Weight gain? Depends on the scale I use but just about 10 lbs.
When is your next ultrasound? Today is our 20 week anatomy scan appointment so we will see Baby L again. I can’t wait!
Do you feel the baby? Yes. Felt flutters for the first time around 17.5 weeks and this past weekend we felt our first real little kick.
What has been your favorite part so far? I have two. The first was seeing the baby in mini baby form at 12 weeks during the sonogram. It was so exciting. The second is feeling the baby move. It’s crazy but awesome at the same time.

What have you been wearing? Up until today (I have on maternity leggings) I have worn all of my normal clothes and used the belly band so I can still wear my regular jeans.
How big is the baby? Right now Baby L is the size of a banana between 6.5-7inches long.
Oh yeah and how is dad? Mr. Dr. is doing really well. He’s gotten to feel the baby kick already, and while he hasn’t played the sympathy sober card, he has been a great support and is so excited.

Second half of pregnancy, here I come!

Centipeding Along


It’s October Medical Monday for those of you visiting from the linkup.  Quick intro for the newbies – we are PGY3 in ortho and we live in NYC.  I don’t work in medicine, but I support my hard working hubby who does.  We were driving back recently from a nice weekend away visiting family, and thoughts ran through my head about how the first 2 years of residency felt like they went by sooo slow.  It almost felt like we were never going to make it to 3rd year.  It felt so far away.  The reality is we are almost half way done residency come December.  So I know we are making progress but sometimes the inching along feels like centimeters.

I didn’t feel that way about the first 2 years of medical school.  I felt like I blinked and they were over.  It could be because during med school we were fresh in a new city, new life and new beginnings.  Now we have 6 years in the city under our belts, Mr.

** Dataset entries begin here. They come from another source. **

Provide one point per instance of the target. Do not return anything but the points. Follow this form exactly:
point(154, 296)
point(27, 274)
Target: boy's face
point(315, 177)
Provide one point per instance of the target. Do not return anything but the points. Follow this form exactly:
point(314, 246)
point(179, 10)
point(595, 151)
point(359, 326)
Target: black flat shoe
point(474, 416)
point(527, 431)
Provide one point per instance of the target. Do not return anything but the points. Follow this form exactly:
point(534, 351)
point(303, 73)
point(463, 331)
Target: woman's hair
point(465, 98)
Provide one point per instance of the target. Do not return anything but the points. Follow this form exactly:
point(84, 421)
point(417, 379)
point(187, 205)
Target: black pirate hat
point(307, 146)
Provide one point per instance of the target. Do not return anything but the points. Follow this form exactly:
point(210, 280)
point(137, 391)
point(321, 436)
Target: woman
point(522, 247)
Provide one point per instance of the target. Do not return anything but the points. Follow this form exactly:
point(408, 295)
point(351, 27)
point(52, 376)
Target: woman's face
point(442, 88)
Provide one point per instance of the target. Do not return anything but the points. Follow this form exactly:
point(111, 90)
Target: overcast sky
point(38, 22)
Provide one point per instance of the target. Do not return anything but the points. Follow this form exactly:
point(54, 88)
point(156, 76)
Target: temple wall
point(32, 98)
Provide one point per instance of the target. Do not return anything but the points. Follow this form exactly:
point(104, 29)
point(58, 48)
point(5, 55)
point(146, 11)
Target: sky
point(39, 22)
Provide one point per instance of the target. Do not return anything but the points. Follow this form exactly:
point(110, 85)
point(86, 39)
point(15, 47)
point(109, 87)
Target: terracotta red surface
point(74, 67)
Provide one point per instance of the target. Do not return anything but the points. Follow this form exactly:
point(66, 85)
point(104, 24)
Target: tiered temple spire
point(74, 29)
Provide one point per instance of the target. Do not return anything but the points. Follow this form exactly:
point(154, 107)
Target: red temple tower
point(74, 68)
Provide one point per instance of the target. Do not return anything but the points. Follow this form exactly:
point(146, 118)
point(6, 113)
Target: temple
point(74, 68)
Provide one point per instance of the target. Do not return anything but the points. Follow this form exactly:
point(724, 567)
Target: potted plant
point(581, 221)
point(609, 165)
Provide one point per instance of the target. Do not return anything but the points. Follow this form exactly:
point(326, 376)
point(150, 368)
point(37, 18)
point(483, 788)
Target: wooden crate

Dr. regularly has crow’s feet around his eyes from sleep deprivation and I am knocked up.  I guess when you sum it up like that it seems like a lot has happened since we started the medicine journey.  And while a lot has happened, residency is every bit as tumultuous as I expected, and at times worse.  I have already seen an improvement for him 3 months into his 3rd year but it’s still residency and it’s still a doozy.  There are parts that have gotten better and parts that have gotten tougher.  As I write this I find myself in an anti-residency mindset.  I haven’t felt this anti in a while.  Maybe it’s the hormones or maybe it’s that I am entitled to feel this way every so often and that’s OK too.  Maybe it’s a bit of anxiety knowing we are welcoming our first child into this world in a few months.  Maybe it’s because his call schedule sucks at the moment.  Maybe it’s D. all of the above.  Probably.

But even though I’m having an anti moment, I never lose sight of the fact that we are actually gravitating towards the end.  It’ll come, just in a few years.  It feels like I’ll be extra wrinkly by then and we might have 3 kids living in a 1 bedroom apartment when it comes but it will get here.

I also found myself pondering what I want in my future dream home recently.  I realized I have no freaking clue.  I know nothing more than my tiny apartment and concrete outdoor space.  I currently base my idealistic dream home on what I see on HGTV and what I dislike and love about our families’ houses.  I’m going to start making a list and as ideas pop into my head I will just write it down so I don’t lose sight.  But then again, in 10 years when we might actually be building our first home, that stuff will be outdated.  So perhaps I shouldn’t waste my time.  Maybe I’ll stick to big ideas for now and no specifics.  Yes, that’s what I’ll do.